僅かな時だけ記憶が混濁するも、目の前の光景を前にすぐに置かれた状況を把握した。
暗殺者等は見るからに全滅。子供達の元には力尽きるナタリア。
その前には……ただ黙祷を捧げる黒髪の男。
「…………っ」
壁伝いに重い身体で立ち上がり、近くに落ちていた槍を拾い上げる。
自分の行動に、理解は後から追いつく。
「…………」
「……お相手を願いたい……」
祈りを終えた男へと、槍を構える。
男は驚きも嘆きも、怒りもせずにこちらを見ている。
自分はどのような表情を浮かべているのだろうか。
ナタリアはやり遂げ、相棒を見殺しにし、男に恩を感じ、同時に使命を取って代わられた妬みも生まれている。

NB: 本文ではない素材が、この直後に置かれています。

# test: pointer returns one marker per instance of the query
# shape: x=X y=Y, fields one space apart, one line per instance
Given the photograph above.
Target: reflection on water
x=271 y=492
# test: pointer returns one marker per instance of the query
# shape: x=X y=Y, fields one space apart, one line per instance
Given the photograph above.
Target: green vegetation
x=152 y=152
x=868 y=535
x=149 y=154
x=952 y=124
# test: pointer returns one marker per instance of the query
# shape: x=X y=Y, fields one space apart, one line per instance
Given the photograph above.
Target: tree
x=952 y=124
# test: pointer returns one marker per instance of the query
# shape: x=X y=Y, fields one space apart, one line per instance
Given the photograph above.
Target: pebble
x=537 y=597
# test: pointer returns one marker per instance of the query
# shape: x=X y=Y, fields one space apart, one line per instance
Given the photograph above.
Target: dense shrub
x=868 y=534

安堵、しかし苛む無力感に胸は締め付けるように苦しい。
「…………」
「…………」
静寂の中で、視線を交わす。
「……二人を、待たせている」
「そっか……」
男が逆手に持っていた刀を順手に持ち直した。
「片方の願いを聞いた後で、君はダメだとは言えないな」
「…………いざ」
決闘であり、決闘ではなかった。
技もない、駆け引きもない、ただ踏み込み突き出すだけ。
自決をナタリアは良しとしないだろう。自分の意地もこうしろと槍を構えさせた。
「…………」
「っ、ぐっ……!!」
男が刀で槍を絡め取り、弾き飛ばす。
そのあまりの勢いと、暗殺者から受けた脳震盪の影響により転んでしまう。
「…………かたじけない」
「“忠義の騎士に死後の安寧を”……」
見上げて謝罪した自分へと、務めを果たした騎士へ送るべき手向けの言葉を返した。
「私には過ぎた文言だ……」
「それを決めるのはナタリアだろ? 向こうで確かめるといい」
「…………」
自身でも頑固だと自覚しつつも無言で顔を伏せ、その時を待つ。
「いい出会いだったよ。二人によろしく」
背へと刀の切先から突き立てられた。
………
……
…
静けさに嫌な胸騒ぎを感じながら、シルクは地下空間へ踏み込んだ。
血に染まる邪悪なる礼拝堂。
視線を屍共の向こう、唯一佇む黒髪の男へ向ける。
禍々しい魔神らしきものを象った壁に掘られた巨大な彫刻の下で、足元の一風変わった死体を見下ろしていた。
暗殺者風の数多の死体と異なり、魔剣士らしき上級騎士二人……そして、聖女として有名な老婆。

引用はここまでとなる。